Co­rona-Mo­ni­to­ring am WC

Jeder Mensch scheidet täglich Abfallprodukte, Viren und Bakterien aus. Auch Fragmente des Coronavirus bahnen sich ihren Weg durch den Darm und landen schlussendlich in der Kanalisation, die in den lokalen Kläranlagen mündet, wo Wissenschaftler*innen der Uni Innsbruck bereits auf die wertvollen Daten warten.
Coronaviren im Abwasser
Bild: Fragmente des Coronavirus sind im Abwasser nachweisbar. (Credit: pixabay_PIX1861)

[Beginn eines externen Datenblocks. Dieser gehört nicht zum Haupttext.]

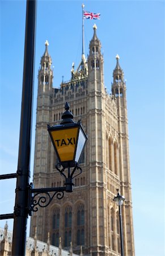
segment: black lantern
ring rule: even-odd
[[[62,115],[62,121],[60,125],[53,126],[48,125],[58,162],[64,168],[78,165],[87,140],[81,122],[75,123],[73,120],[73,115],[69,108],[66,102],[66,111]]]
[[[121,213],[121,205],[123,204],[123,202],[125,200],[124,196],[121,196],[119,193],[119,189],[116,189],[117,191],[117,196],[115,196],[113,199],[117,204],[119,205],[119,220],[120,220],[120,243],[121,243],[121,256],[124,256],[124,245],[123,245],[123,234],[122,234],[122,213]]]

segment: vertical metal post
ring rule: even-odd
[[[123,247],[123,235],[122,235],[122,213],[121,205],[119,205],[119,219],[120,219],[120,243],[121,243],[121,255],[124,256]]]
[[[27,0],[24,69],[18,163],[15,189],[12,255],[26,252],[28,217],[28,186],[30,177],[31,122],[33,91],[36,1]]]

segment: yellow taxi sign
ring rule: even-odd
[[[73,160],[78,131],[77,127],[50,131],[54,144],[61,162]]]

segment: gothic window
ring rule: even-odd
[[[48,76],[45,76],[45,83],[48,84],[48,81],[49,81]]]
[[[99,60],[96,60],[96,67],[97,69],[99,69]]]
[[[113,251],[115,251],[115,235],[112,235],[112,249]]]
[[[122,89],[120,88],[120,97],[122,97]]]
[[[113,209],[111,210],[111,231],[114,231],[114,211]]]
[[[117,231],[117,233],[119,234],[119,212],[116,212],[116,216],[117,216],[117,219],[116,219],[116,231]]]
[[[112,150],[111,150],[111,139],[108,141],[108,149],[109,149],[109,169],[112,171]]]
[[[44,76],[41,76],[41,82],[44,82]]]
[[[59,246],[59,233],[57,233],[55,237],[55,246]]]
[[[54,233],[53,233],[52,234],[52,245],[55,245],[55,234],[54,234]]]
[[[121,82],[121,76],[116,76],[115,77],[115,80],[116,82]]]
[[[114,164],[115,164],[115,174],[117,175],[117,147],[116,143],[114,144]]]
[[[53,215],[53,229],[59,229],[60,209],[56,209]]]
[[[72,209],[70,206],[65,208],[65,247],[70,246],[71,241]]]
[[[53,234],[52,245],[55,246],[59,245],[59,227],[60,227],[60,209],[56,208],[53,214]]]
[[[77,245],[81,245],[80,242],[80,230],[78,230],[77,233]]]
[[[94,60],[91,60],[91,69],[95,68],[95,61]]]
[[[119,237],[117,237],[117,247],[118,247],[118,253],[120,253],[121,246],[120,246],[120,241]]]
[[[66,247],[67,246],[67,232],[66,231],[65,232],[65,242],[64,242],[64,246]]]
[[[80,204],[77,211],[77,245],[84,245],[84,205]]]
[[[115,96],[118,97],[119,96],[119,89],[118,88],[116,88],[115,90]]]
[[[83,154],[82,154],[82,156],[81,157],[79,163],[83,163],[84,162],[85,160],[85,154],[84,151],[83,151]]]

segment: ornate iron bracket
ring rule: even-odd
[[[37,212],[39,207],[46,207],[56,196],[58,199],[62,199],[66,191],[66,187],[59,188],[32,188],[31,183],[29,188],[30,202],[29,215],[32,216],[32,212]],[[53,194],[51,192],[54,192]]]
[[[64,196],[64,191],[72,192],[73,186],[73,179],[82,173],[82,169],[77,164],[70,174],[70,168],[68,167],[67,174],[65,174],[65,168],[60,169],[61,165],[56,164],[56,168],[61,175],[65,179],[65,187],[57,188],[33,188],[32,183],[31,183],[28,188],[28,214],[32,216],[32,212],[37,212],[39,207],[46,207],[52,202],[54,197],[57,199],[62,199]],[[73,176],[76,170],[79,170],[78,174]],[[51,193],[52,192],[52,193]],[[53,193],[54,192],[54,193]]]

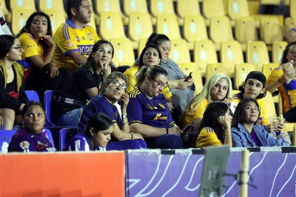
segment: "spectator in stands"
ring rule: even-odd
[[[55,34],[56,46],[55,64],[72,72],[86,61],[93,45],[99,40],[96,30],[87,24],[90,21],[88,0],[68,0],[68,19]]]
[[[183,115],[183,126],[193,124],[193,131],[199,130],[199,125],[209,104],[230,98],[232,84],[230,78],[222,73],[214,74],[207,81],[202,90],[187,106]]]
[[[253,98],[244,98],[239,103],[231,125],[233,147],[281,146],[278,142],[269,135],[263,126],[256,124],[259,118],[260,110],[258,103]]]
[[[45,121],[43,105],[30,101],[24,107],[23,117],[23,125],[12,136],[8,152],[56,151],[43,129]]]
[[[210,103],[204,113],[192,147],[205,148],[223,144],[232,147],[230,125],[232,117],[228,105],[219,101]]]
[[[160,64],[161,60],[161,53],[158,48],[153,44],[147,43],[140,56],[139,64],[134,65],[123,73],[129,79],[129,86],[126,90],[127,93],[128,94],[135,88],[137,88],[135,87],[136,82],[136,75],[143,66],[150,66]],[[172,112],[173,107],[171,103],[172,93],[168,86],[164,88],[162,93],[166,99],[170,111]]]
[[[265,118],[265,103],[262,98],[266,95],[266,78],[264,74],[258,71],[252,71],[239,87],[240,92],[233,95],[232,98],[237,104],[244,98],[250,97],[256,99],[261,109],[257,124],[264,125],[265,129],[269,133],[277,130],[280,131],[283,128],[282,123],[269,124]]]
[[[277,88],[283,98],[284,117],[289,122],[296,122],[296,80],[286,82],[286,74],[281,66],[283,64],[294,61],[296,68],[296,42],[288,45],[283,52],[281,65],[273,70],[268,76],[266,89],[273,92]],[[288,76],[288,75],[287,75]]]
[[[137,87],[130,93],[128,118],[131,131],[144,137],[149,148],[182,148],[183,131],[175,124],[161,93],[167,73],[160,65],[143,66],[136,76]]]
[[[154,44],[161,54],[161,65],[168,74],[168,83],[172,94],[174,113],[176,116],[179,116],[184,112],[187,105],[194,97],[193,93],[195,92],[195,88],[193,80],[190,78],[188,82],[185,81],[187,76],[178,65],[169,58],[171,42],[166,36],[153,33],[148,38],[147,43],[148,43]],[[139,62],[138,58],[134,64],[139,64]]]
[[[146,143],[141,134],[130,132],[126,107],[129,101],[125,94],[129,81],[122,73],[114,72],[109,75],[104,85],[104,93],[93,97],[83,107],[78,124],[78,132],[85,129],[89,119],[94,114],[101,113],[114,123],[111,141],[107,145],[108,150],[122,150],[146,148]],[[120,101],[122,119],[114,103]]]
[[[295,11],[295,10],[294,10]],[[290,44],[296,41],[296,25],[284,34],[284,39]]]
[[[114,129],[113,123],[108,116],[102,113],[95,114],[89,119],[83,132],[72,138],[64,150],[70,151],[105,151]]]
[[[0,10],[0,35],[12,35],[11,32],[9,29],[9,27],[7,25],[5,20],[3,18],[2,13]]]
[[[84,105],[101,94],[111,73],[109,65],[114,49],[109,42],[101,40],[95,44],[86,62],[74,70],[68,79],[59,100],[62,105],[58,125],[77,127]]]
[[[67,70],[58,69],[52,62],[56,44],[51,29],[49,16],[35,12],[16,36],[24,46],[24,60],[18,62],[26,69],[25,89],[37,92],[42,103],[44,91],[61,90],[69,75]]]
[[[24,68],[16,62],[22,59],[24,50],[18,40],[10,35],[0,35],[0,115],[4,129],[11,130],[14,123],[22,122],[21,112],[29,102],[23,82]]]

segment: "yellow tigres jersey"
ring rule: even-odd
[[[210,127],[205,127],[202,129],[195,142],[195,147],[205,148],[209,146],[222,145],[214,130]]]
[[[123,74],[125,75],[129,79],[129,86],[127,87],[127,89],[126,90],[126,94],[128,94],[136,87],[134,86],[135,85],[136,85],[136,75],[137,75],[139,71],[139,67],[138,64],[134,65],[130,68],[126,69],[123,73]],[[170,88],[168,87],[164,88],[162,90],[162,93],[163,94],[164,97],[166,98],[169,98],[172,96]]]
[[[92,27],[84,26],[80,30],[69,19],[62,24],[55,34],[56,43],[54,63],[59,68],[64,68],[71,72],[79,67],[68,55],[71,52],[79,51],[88,57],[99,37]]]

Über 15 Kläranlagen, verteilt in ganz Österreich, werden von Expert*innen um Heribert Insam, Wolfgang Rauch und Rudolf Markt engmaschig kontrolliert. Das Team vom Institut für Mikrobiologie und vom Institut für Infrastruktur arbeitet bereits seit einem Jahr eng mit Forschungsteams der TU Wien, allen voran Norbert Kreuzinger, und der Gerichtsmedizin der Medizinischen Universität Innsbruck im „Coron-A“ Konsortium zusammen. Unterstützt wurde die Gründung durch das Bundesministerium für Bildung, Wissenschaft und Forschung. Ziel war und ist es eine offene gemeinsame Plattform für die Abwasserepidemiologie zu bieten und der Erfolg der gebündelten Abwasser-Kompetenz ist damit garantiert. „Das Ziel der Arbeit an der Uni Innsbruck ist es, die wissenschaftlichen Grundlagen für eine flächendeckende epidemiologische Erfassung für die Zeit nach den Coronawellen zu liefern. Teure Individualtestungen von Gesunden sollten damit überflüssig werden“, so Heribert Insam. Nach intensiver Forschung ist es den Wissenschaftler*innen gelungen, einen sehr dichten Datensatz zu generieren und auch Varianten des Virus zu erkennen.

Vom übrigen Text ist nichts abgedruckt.